I suppose that, after six months of fastidious planning and the investment of copious amounts of time and money, it was inevitable that Murphy's law would raise it's ugly little head. It did, finally, in the form of a phone call from Julian eight days before we were to start the hike: "Err, Bart (he's from New Zealand, and adopted this nickname for me after riding BART, the Bay Area Rapid Transit District - go figure), I'm sorry to say I can't exactly walk." It seemed that he had been befallen by an agonizing pain in his left knee just a week before. Any number of alternative therapies had failed to reconcile the problem.

As the byproduct of a household of traditional medical practitioners, I, of course, suggested he run (metaphorically, of course), not walk to the nearest orthopedic surgeon and have it looked at.

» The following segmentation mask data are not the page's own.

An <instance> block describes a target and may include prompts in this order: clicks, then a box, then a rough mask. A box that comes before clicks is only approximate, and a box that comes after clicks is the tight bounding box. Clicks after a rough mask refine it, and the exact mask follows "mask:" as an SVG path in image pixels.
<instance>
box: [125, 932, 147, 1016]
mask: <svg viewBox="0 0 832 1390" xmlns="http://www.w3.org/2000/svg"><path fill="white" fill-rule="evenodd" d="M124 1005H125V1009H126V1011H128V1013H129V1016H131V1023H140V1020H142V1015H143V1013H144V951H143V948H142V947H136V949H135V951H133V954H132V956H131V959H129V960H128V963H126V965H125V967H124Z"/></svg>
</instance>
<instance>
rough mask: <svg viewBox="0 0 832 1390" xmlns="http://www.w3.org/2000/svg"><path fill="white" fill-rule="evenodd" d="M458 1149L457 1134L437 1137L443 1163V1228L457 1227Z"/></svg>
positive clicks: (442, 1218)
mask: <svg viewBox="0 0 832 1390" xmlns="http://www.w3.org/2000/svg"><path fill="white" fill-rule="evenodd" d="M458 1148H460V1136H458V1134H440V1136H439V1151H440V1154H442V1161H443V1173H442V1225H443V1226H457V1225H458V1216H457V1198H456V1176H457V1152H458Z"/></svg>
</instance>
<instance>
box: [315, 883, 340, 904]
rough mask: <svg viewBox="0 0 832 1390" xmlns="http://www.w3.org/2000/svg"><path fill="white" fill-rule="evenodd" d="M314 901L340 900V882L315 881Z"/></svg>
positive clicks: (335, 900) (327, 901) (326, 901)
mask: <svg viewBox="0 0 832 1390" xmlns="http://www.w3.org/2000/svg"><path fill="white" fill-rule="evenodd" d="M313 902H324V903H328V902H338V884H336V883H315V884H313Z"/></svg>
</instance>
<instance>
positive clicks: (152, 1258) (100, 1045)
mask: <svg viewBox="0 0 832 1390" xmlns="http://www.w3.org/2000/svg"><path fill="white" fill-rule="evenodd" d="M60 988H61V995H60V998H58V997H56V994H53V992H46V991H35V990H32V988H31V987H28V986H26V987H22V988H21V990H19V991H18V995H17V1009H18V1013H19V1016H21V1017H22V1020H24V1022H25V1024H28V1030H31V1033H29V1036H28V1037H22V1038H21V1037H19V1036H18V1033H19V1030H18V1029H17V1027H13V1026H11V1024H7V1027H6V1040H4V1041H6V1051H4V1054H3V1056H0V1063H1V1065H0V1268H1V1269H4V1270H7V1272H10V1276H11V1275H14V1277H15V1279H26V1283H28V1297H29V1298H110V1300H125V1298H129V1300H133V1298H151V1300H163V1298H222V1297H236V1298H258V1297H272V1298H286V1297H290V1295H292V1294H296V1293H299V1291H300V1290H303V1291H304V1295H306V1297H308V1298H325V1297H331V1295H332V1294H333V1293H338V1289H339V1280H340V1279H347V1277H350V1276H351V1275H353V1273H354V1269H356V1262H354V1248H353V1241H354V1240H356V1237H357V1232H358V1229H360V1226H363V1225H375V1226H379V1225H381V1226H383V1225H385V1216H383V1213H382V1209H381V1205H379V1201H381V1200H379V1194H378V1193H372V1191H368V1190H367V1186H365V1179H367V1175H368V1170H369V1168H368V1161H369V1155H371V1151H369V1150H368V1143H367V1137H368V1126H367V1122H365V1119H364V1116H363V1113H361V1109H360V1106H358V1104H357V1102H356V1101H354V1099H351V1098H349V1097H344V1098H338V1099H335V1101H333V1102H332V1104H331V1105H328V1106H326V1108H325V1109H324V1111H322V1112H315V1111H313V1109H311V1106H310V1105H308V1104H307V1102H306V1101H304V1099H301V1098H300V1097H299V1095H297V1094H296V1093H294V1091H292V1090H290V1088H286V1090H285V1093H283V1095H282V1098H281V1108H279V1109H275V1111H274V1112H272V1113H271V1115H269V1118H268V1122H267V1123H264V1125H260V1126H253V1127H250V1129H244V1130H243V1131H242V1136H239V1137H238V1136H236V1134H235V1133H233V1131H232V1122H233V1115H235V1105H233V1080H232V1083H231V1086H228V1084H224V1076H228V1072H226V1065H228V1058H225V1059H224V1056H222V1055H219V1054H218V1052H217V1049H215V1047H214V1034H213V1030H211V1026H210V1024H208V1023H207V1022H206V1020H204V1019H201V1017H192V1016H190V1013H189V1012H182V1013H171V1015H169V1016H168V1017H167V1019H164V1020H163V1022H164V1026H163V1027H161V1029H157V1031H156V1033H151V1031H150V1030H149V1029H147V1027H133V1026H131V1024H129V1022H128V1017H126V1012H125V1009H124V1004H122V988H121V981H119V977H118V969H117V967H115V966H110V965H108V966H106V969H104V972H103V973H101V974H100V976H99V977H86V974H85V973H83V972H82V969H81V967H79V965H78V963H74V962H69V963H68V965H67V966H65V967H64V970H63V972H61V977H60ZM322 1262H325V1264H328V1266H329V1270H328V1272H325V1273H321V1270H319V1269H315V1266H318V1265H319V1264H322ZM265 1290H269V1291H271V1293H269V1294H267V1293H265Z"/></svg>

The following Monday (now D - seven days), he sought out the care of a rather pompous Manhattan-based othopod who holds forth each day wearing a bow tie. As all devotees of their malpractice insurance do, he absolutely refused to render an opinion until he had the hallowed MRI in front of him. The MRI appointment could not be had until Wednesday (D- five days), causing me an additional forty-eight hours of contemplating the potential joy of spending 20 days by myself on the trail. I whiled away my evenings studying anatomy books and websites and holding my breath waiting for the result, which could not be properly analyzed until Thursday (D-fours days, and the day before we were to fly West).

Dr. Bowtie kept Julian waiting until 5:25 Thursday afternoon, by which time I was busy compiling a list of the things I would talk to myself about and fantasizing about the joy of dividing approximately 96 little baggies full of dried food in half. The verdict was actually very good news, given the options. Julian had a Category 2 torn meniscus, an injury to be sure, but one which the doctor felt could be tempered by regular doses of high grade anti-inflamatories.

Hallelujah! The trip could happen! We made some quick adjustments to our plans: We would travel west as scheduled, but instead of starting at Yosemite Valley, which would require a brutal 5,500 ascent to Tuolumne Meadows right off the bat, we would start at Tuolumne. This loped the first 20 miles off the trail, and took away the prize of "having walked the entire JMT", but greatly increased the chances of Julian making it through the trip. As a further precaution, we decided to abandon our planned layover days and instead hike a much-shorter ten miles a day. Julian would also bring along the doctor's recommended prescription, supplemented by mass quantities of Ibuprofen.

Beginnings:

After traveling to the Valley, we briefly entertained the notion of fleecing all of our friends and family and maintaining that we had, in fact, hiked the entire trail. To support this story, we went to the official beginning of the trail in Happy Isles, took a bunch of proud poses in front of the sign marking the start of the JMT, then hiked up to the heavily-touristed Vernal Falls for some more photos. I have always avoided the Valley like the plague in the middle of summer, and our short walk made me remember why: The swirling mass of humanity en route to the falls was truly disgusting. I support the idea that everyone on earth should, at some point, benefit from the solitude and beauty of Yosemite, but do they have to all do it at the same time?!? It literally felt like Disneyland. After pizza and beer on the Verandah at Curry Village with our new friends John, Ryan and Wendy, and a night in a tent cabin, we were more than ready to get out of Dodge.